Estava eu a “devorar” os últimos posts do ClientesDoInferno (já agora, aconselho muito a darem uma vista de olhos para se poderem rir um pouco do que vai acontecendo no panorama nacional), quando me apercebi que as pessoas encaram o trabalho dos outros sem nenhuma seriedade. Obviamente que isto não se passa apenas no Freelancing, mas o que é certo é que o Freelancing ainda é visto como um “part-time” para compensar algumas lacunas, e muitas vezes não é encarado como deveria ser por parte de clientes, ou apenas interessados.
Formulando a minha teoria passo a explicar. Muitas pessoas pensam que Freelancers são aqueles “bichos” que não conseguem encontrar trabalho em empresas de renome e acabam mesmo por se aventurar nesta vida, e por isso, não têm as capacidades necessárias para elaborar o trabalho. Ou na pior das situações, depois do primeiro contacto Freelancer – Cliente, o cliente acha que pela simples forma do Freelancer não ter uma empresa por detrás dele, pode praticar preços ridículos no mercado e quando é apresentado o orçamento detalhado ao cliente, ele ou nunca mais dá notícias, ou então acha ridículo e tem sempre um “primo do amigo do filho” que faz o mesmo trabalho e nem cobra qualquer valor. Isto mostra o panorama nacional em relação aos trabalhadores independentes, que são encarados de uma forma muito brejeira e muitas vezes trabalham muito mais, e melhor, que empresas de renome que cobram 10x do valor apresentado pelo Freelancer.

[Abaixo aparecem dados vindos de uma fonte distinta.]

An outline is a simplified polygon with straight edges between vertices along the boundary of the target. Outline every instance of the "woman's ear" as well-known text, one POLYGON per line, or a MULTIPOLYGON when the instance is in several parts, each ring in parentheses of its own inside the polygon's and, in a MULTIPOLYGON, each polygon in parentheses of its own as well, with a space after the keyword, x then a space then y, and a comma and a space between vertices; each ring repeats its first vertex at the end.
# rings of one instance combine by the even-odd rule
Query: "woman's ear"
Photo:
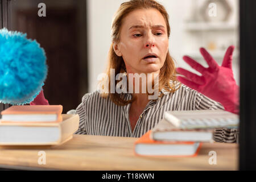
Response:
POLYGON ((113 42, 113 48, 114 49, 114 51, 115 51, 115 54, 118 56, 122 56, 122 53, 121 52, 120 50, 119 49, 118 44, 116 43, 113 42))

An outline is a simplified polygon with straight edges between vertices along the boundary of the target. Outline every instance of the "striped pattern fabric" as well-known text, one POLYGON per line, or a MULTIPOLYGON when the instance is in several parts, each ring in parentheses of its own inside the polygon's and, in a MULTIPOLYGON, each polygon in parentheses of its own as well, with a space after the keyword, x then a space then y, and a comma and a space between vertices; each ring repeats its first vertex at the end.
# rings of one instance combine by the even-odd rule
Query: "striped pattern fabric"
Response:
MULTIPOLYGON (((127 137, 141 137, 152 129, 164 117, 168 110, 189 110, 203 109, 224 109, 219 103, 181 84, 174 93, 161 91, 162 98, 151 100, 141 114, 132 131, 129 121, 131 104, 115 105, 109 99, 102 98, 97 90, 85 94, 82 102, 76 110, 68 113, 78 114, 80 124, 76 134, 108 135, 127 137)), ((130 100, 130 93, 125 94, 125 99, 130 100)), ((216 129, 214 139, 219 142, 236 142, 236 131, 226 129, 216 129)))

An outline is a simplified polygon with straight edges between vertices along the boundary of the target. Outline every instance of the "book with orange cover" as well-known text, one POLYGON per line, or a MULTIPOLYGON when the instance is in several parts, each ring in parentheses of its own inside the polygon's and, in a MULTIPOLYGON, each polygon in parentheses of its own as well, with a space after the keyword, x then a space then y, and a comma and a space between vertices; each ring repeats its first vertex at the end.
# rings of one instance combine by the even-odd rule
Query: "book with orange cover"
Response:
POLYGON ((197 155, 201 142, 156 141, 150 138, 149 130, 134 143, 134 152, 140 156, 191 156, 197 155))
POLYGON ((1 112, 2 123, 60 122, 63 106, 58 105, 12 106, 1 112))

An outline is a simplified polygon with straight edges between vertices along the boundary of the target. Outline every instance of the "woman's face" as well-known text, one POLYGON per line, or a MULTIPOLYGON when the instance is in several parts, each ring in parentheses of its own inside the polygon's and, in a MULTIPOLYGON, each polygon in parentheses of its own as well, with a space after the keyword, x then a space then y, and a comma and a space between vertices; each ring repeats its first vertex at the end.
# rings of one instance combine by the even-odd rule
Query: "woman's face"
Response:
POLYGON ((167 29, 161 13, 154 9, 137 10, 123 20, 120 42, 113 48, 122 56, 127 73, 159 73, 168 49, 167 29), (147 55, 156 57, 145 58, 147 55))

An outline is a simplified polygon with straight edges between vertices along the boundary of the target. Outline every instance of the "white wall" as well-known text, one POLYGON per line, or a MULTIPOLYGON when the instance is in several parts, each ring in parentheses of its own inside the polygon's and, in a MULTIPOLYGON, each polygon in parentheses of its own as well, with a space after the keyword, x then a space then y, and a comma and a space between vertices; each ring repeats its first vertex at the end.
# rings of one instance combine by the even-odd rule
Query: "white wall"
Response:
MULTIPOLYGON (((198 40, 198 38, 184 31, 184 23, 186 20, 191 19, 195 14, 192 7, 200 6, 202 1, 204 0, 158 1, 164 5, 170 16, 171 30, 169 39, 169 49, 171 55, 176 61, 177 66, 188 69, 189 67, 182 60, 183 56, 191 51, 199 52, 199 48, 205 45, 201 44, 203 43, 202 40, 198 40)), ((126 1, 127 1, 87 0, 90 92, 96 89, 97 76, 104 72, 106 65, 108 53, 111 44, 110 27, 112 18, 120 5, 126 1)), ((228 0, 228 1, 234 8, 230 21, 232 23, 237 23, 238 0, 228 0)), ((224 40, 226 42, 226 46, 231 43, 237 45, 238 36, 237 32, 232 33, 231 36, 231 42, 230 39, 228 39, 226 35, 224 33, 214 38, 218 37, 220 40, 224 40)), ((206 39, 208 36, 210 38, 210 35, 207 35, 203 39, 206 39)), ((238 82, 239 66, 237 64, 237 60, 234 62, 237 64, 233 66, 235 78, 238 82)))

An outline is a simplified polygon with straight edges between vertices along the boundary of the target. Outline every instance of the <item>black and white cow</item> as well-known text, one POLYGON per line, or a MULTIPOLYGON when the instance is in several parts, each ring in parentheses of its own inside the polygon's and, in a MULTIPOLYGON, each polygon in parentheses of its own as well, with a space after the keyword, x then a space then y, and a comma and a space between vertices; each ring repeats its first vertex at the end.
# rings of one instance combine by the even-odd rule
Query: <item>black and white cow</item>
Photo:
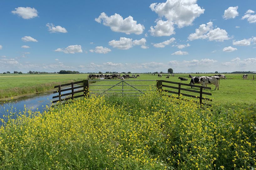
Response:
POLYGON ((243 76, 243 79, 244 80, 247 79, 247 76, 248 76, 248 75, 247 74, 245 74, 243 76))
POLYGON ((180 79, 181 81, 185 81, 188 80, 187 79, 186 79, 186 78, 183 78, 183 77, 179 77, 178 79, 180 79))
POLYGON ((227 77, 224 74, 216 74, 214 76, 218 76, 221 79, 227 79, 227 77))
MULTIPOLYGON (((191 78, 190 80, 190 84, 194 85, 195 84, 200 84, 201 83, 201 77, 193 77, 191 78)), ((195 87, 191 86, 191 88, 194 89, 195 87)))
POLYGON ((215 88, 214 90, 216 90, 217 87, 218 87, 218 90, 219 90, 219 80, 220 80, 220 77, 218 76, 212 76, 208 77, 208 76, 201 76, 200 79, 200 84, 203 85, 203 86, 207 86, 207 85, 213 84, 215 85, 215 88))

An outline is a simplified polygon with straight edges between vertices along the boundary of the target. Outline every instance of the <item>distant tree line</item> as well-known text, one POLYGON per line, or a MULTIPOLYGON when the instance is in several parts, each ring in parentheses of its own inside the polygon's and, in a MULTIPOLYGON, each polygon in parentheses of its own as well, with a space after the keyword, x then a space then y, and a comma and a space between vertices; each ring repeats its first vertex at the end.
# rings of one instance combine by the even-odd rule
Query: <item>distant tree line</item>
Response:
POLYGON ((59 74, 79 74, 80 72, 77 71, 61 70, 58 73, 59 74))

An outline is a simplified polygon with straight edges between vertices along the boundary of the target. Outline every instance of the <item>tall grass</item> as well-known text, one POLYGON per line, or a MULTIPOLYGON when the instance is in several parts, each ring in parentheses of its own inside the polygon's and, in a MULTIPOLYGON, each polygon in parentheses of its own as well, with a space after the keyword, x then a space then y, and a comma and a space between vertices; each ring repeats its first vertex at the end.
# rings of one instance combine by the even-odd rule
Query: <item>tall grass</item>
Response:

Agora levanta-se a questão.
Será o Freelancing uma “moda” passageira, e a sociedade tem razão em não dar o devido valor a estes profissionais, para que o mercado empresarial não caia em desgraça?
Pessoalmente acho que cada vez mais há freelancers ligados aos trabalhos independentes (clientes independentes) e a empresas de renome que contratam freelancers para trabalhos pontuais. Por isso o Freelancing ainda tem muito para crescer em Portugal, na minha opinião claro.
Mas gostava muito de ouvir a vossa!
Prenunciem-se…











Creio que o freelancing ainda tem espaço para crescer.
Maus clientes há-os em todo o lado, mas tipicamente as empresas têm um tipo de estrutura que lhes permite lidar melhor com isso.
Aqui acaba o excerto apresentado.